Key Challenge: Similarity in loss \(\neq\) similarity in representations. Downstream behavior is determined by the geometry of representations, not loss values. Therefore, the question of whether CL merely converges to a solution similar to NSCL or remains coupled with NSCL throughout the entire training process remains unresolved.

Goal: Characterize the alignment between CL and NSCL throughout the training process under shared randomness (same initialization, same mini-batch, same augmentation): (1) Are their representations consistently similar? (2) Under what conditions does alignment occur, and what factors control the strength of this alignment? (3) Does the coupling also hold in the parameter space?

Key Insight: Instead of performing analysis in the parameter space (where parameter drift is uncontrollable under non-convex dynamics and sensitive to reparameterization), this study analyzes the similarity matrix space—a perspective that is invariant to reparameterization and directly characterizes representation geometry.

Core Idea: A "similarity descent" surrogate is used to track the evolution of the similarity matrices for CL and NSCL. It is proven that their Frobenius drift is bounded by a term that varies systematically with the number of classes, batch size, and temperature. This bound is then translated into high-probability lower bounds for CKA and RSA.

Method¶

Overall Architecture¶

This is a pure theoretical analysis paper (no structural innovations). Its "method" consists of a linked chain of proofs. Given a dataset \(S=\{(x_i,y_i)\}_{i=1}^N\) with \(C\) classes, an encoder \(f_w\) maps inputs to embeddings, and similarity is measured using \(\ell_2\)-normalized cosine similarity. For an anchor \(i\) within a batch, the per-anchor loss for CL treats all other samples (including those of the same class) as negatives in the denominator, while NSCL only includes different-class samples in the denominator:

\[\ell^{CL}_i = -\log\frac{\exp(\mathrm{sim}(z_i,z_i')/\tau)}{\sum_{t\neq i}\exp(\mathrm{sim}(z_i,z_t)/\tau)+\exp(\mathrm{sim}(z_i,z_t')/\tau)},\quad \ell^{NSCL}_i=-\log\frac{\exp(\mathrm{sim}(z_i,z_i')/\tau)}{\sum_{j\in I_i^-}[\cdots]}\]

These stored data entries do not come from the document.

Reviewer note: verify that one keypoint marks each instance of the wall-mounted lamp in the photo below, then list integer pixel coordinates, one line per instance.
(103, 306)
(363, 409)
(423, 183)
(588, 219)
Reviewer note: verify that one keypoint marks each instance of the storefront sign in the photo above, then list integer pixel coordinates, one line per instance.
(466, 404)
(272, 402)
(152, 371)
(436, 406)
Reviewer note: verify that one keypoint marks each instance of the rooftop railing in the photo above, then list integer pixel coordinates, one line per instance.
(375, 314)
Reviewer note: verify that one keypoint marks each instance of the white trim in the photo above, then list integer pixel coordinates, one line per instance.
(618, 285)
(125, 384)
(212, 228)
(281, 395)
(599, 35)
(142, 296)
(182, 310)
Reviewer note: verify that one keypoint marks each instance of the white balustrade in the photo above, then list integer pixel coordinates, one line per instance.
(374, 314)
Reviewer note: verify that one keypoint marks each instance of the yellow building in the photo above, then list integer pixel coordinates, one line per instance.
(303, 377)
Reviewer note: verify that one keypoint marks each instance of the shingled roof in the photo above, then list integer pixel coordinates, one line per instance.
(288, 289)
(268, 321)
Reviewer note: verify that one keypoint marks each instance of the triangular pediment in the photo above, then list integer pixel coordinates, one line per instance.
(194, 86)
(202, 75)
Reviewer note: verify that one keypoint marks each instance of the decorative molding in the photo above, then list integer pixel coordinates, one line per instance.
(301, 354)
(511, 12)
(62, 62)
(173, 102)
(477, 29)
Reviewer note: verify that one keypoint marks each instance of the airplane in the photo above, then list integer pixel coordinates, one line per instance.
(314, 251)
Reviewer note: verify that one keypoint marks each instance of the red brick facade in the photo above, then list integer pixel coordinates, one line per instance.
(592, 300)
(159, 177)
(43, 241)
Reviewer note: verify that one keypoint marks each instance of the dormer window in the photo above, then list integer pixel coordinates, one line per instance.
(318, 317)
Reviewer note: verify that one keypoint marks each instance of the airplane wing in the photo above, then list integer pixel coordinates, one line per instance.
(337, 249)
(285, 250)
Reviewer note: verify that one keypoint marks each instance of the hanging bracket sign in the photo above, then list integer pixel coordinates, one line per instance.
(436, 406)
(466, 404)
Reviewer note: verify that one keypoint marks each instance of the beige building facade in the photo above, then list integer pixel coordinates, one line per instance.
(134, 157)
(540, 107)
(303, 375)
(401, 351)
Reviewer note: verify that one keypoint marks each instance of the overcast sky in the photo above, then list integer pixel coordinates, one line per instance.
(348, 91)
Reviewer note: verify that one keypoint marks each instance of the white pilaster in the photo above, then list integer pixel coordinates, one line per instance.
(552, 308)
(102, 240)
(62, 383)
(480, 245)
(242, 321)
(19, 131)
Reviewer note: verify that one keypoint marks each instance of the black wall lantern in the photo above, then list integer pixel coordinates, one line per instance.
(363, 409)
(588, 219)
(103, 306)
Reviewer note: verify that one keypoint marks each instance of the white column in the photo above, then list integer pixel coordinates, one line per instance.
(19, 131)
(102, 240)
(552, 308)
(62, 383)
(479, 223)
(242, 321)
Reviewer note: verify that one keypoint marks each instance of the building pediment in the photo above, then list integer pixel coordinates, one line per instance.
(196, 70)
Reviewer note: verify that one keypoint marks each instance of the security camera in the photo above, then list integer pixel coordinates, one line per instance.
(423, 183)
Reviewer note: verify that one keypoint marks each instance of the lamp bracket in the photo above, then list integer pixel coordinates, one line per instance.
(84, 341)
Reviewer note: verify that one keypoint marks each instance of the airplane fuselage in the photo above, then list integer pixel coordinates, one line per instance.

where \(I_i^-=\{j:y_j\neq y_i\}\) is the index set of different-class negative samples. The analysis starts from the observation that "analysis in the parameter space will explode," shifts to the similarity space, and proceeds in three steps: ① The similarity updates induced by parameter SGD are approximated as a "similarity descent" surrogate dynamics that only updates entries touched by the current batch; ② The Frobenius drift of the two similarity trajectories is proven to satisfy a recurrence, yielding an exponential coupling bound (Theorem 1); ③ This bound is translated into high-probability lower bounds for CKA and RSA, which are standard representation alignment metrics (Corollaries 1–2). Finally, instability results in the parameter space (Theorem 2) serve as a contrast, showing that "parameter divergence" and "representation alignment" are not contradictory.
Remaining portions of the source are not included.